Bahwa para ‘bintang’ baik di dunia hiburan maupun olahraga perlu mendengarkan suara penggemar. Dan, para penggemar punya standard dan penilaiannya masing-masing yang layak didengar dan dihormati. Tidak ada standar tunggal dalam setiap kegiatan dan lebih dari itu, ada etika tertentu yang harus diperhatikan .

Istilah fan service pertama kali dimunculkan oleh komunitas anime. Namun konsepnya sendiri bisa ditelusur jauh ke belakang mengingat konsep yang sama juga bisa digunakan pada media yang lain.

Fan service tidak terbatas pada anime dan manga, tetapi juga bisa ditemui pada film. Terlebih jika fan service dimaknai secara literal sebagai apapun yang dibuat dalam bentuk media untuk menyenangkan para penggemarnya.

Bart Beaty seperti dikutip Mimosa Wittenfelt misalnya menggambarkan fan service dalam Marvel Cinematic Universe sebagai tautan referensi diri dan intertekstual ke dalam semesta fiksi yang lebih luas dalam bentuk apa yang disebut sebagai Easter eggs dan adegan cameo dari Stan Lee—pendiri Marvel Comics—yang hanya akan dikenali dan diapresiasi oleh penggemar yang mengikuti film tersebut dengan intens.

Merujuk pada Anime News Network, fan service adalah tindakan menambahkan sesuatu yang tidak memiliki relevansi langsung dengan cerita atau pengembangan karakter ke dalam anime (atau manga) untuk tujuan menyenangkan penggemar.

Bentuk fan service yang paling umum adalah penambahan adegan perempuan yang berpakaian minim, berpose menggoda, memiliki payudara yang besar, atau hal-hal serupa. Biasanya fan service dikaitkan dengan karakter perempuan, karena kebanyakan penulis adalah laki-laki. 

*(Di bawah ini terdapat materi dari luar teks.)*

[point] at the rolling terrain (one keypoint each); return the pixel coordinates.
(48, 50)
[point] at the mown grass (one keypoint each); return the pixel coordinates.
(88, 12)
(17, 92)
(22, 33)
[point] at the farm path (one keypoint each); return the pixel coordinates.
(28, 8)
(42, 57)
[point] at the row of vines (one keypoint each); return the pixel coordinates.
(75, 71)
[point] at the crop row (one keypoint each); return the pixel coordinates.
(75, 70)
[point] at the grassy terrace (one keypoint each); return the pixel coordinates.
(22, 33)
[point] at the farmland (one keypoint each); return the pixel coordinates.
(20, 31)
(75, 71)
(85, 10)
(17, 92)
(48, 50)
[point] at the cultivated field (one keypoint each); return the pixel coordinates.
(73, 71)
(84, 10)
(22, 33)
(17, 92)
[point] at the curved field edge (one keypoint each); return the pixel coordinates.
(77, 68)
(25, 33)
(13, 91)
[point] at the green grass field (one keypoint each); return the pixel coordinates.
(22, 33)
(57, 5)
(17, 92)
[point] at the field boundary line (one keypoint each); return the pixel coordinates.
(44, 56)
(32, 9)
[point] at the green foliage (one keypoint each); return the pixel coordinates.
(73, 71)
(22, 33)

Namun fan service dengan melibatkan karakter laki-laki juga ada. Ini dapat dijumpai pada anime, terutama manga yang ditujukan untuk pembaca perempuan. Meskipun bisa dikatakan seksualisasinya cenderung berbeda, namun menggunakan seks atau situasi seksual dalam anime terus mengundang kritik dan memunculkan perdebatan.

Namun fan service tidak melulu bersifat seksual. Bentuk lain dari fan service misalnya dapat dilihat pada anime yang bertema mecha yang menampilkan adegan transformasi robot raksasa yang menggelegar yang dapat memuaskan penonton.

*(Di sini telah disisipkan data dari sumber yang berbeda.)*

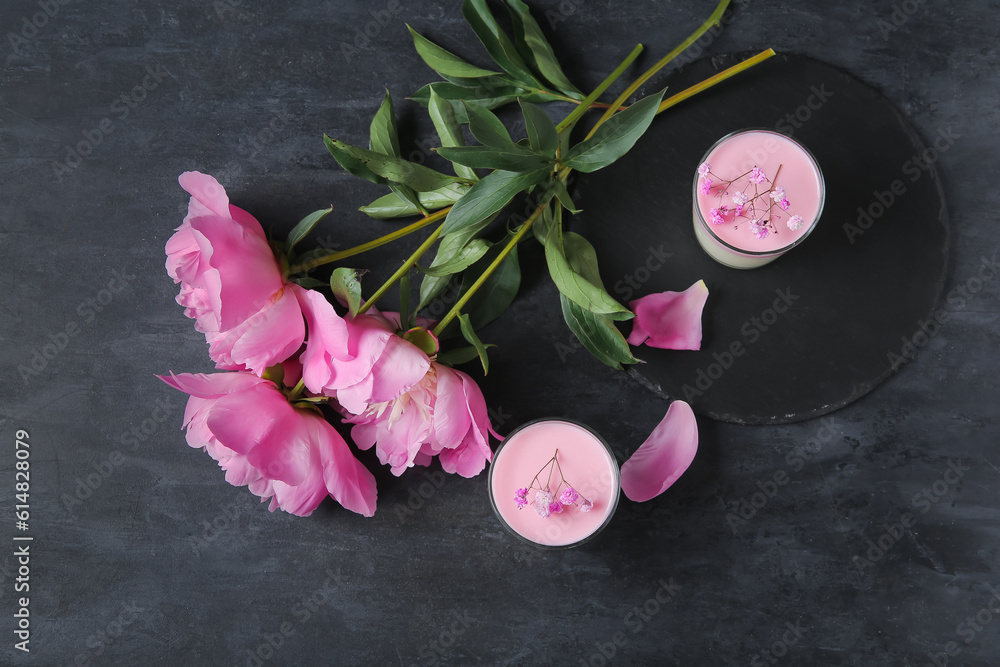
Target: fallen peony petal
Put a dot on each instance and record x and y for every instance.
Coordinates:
(663, 458)
(669, 320)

Hal serupa dapat ditemui pada seri magical Girls yang memperlihatkan adegan transformasi para tokohnya dengan menggunakan kekuatan sihir untuk berubah menjadi magical girls.

Dalam perkembangannya fan service juga dikenal luas dalam dunia K-Pop. CXO Media menulis fan service adalah sebuah perilaku artis atau idol dengan cara memberikan berbagai interaksi yang sangat membekas bagi para fans atau penggemarnya.

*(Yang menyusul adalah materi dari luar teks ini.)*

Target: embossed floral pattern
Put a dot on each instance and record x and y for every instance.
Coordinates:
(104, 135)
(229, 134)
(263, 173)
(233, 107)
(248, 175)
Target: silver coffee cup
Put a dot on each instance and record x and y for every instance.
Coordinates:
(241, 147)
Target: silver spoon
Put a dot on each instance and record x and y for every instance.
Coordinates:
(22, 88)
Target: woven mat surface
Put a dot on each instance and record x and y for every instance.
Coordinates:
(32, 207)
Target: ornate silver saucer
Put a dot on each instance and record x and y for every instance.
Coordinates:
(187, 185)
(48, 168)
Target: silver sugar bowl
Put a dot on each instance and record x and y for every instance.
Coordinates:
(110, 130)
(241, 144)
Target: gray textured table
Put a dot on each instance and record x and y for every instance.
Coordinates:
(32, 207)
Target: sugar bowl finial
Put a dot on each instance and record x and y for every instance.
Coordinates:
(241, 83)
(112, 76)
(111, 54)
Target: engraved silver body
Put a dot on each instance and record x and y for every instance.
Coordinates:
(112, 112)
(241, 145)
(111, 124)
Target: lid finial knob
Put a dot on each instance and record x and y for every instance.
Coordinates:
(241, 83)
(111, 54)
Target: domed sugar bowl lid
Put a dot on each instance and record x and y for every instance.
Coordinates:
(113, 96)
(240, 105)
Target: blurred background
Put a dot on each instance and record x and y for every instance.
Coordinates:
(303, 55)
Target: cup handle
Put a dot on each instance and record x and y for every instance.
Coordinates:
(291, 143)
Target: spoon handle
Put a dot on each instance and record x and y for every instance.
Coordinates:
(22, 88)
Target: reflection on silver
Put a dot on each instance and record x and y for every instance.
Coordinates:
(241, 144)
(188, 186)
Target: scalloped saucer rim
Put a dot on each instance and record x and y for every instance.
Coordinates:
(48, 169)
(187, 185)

Pada dasarnya para idol memberikan fan service untuk menjalin kedekatan dan relasi timbal balik dengan para fans karena mereka menyadari penggemar memiliki peran besar dalam mendukung karir dan kesuksesan mereka.

Di industri musik Korea, para artis berinteraksi secara aktif dengan penggemar mereka. Selain konser berskala besar, para idol K-Pop kerap mengadakan fan meeting atau fan signing, melakukan live streaming, atau menyediakan layanan seperti pengiriman pesan di aplikasi berbayar untuk para penggemar.

Dalam momen-momen tersebut, idol biasanya memberi kesempatan pada penggemarnya untuk berjabat tangan, menyentuh wajah idol atau bagian tubuh yang lain, mendengarkan cerita fans, berfoto bersama, bahkan memberikan pelukan.

Meskipun fan service bertujuan untuk menyenangkan penggemar, tetapi ada batasan yang perlu dijaga baik oleh penggemar maupun artis. Untuk itu persetujuan atau consent menjadi hal yang penting sehingga aktivitas fan service ini dilakukan tanpa ada paksaan, tekanan, manipulasi, dan dalam kondisi sadar. Persetujuan ini juga mencakup satu tindakan yang spesifik. 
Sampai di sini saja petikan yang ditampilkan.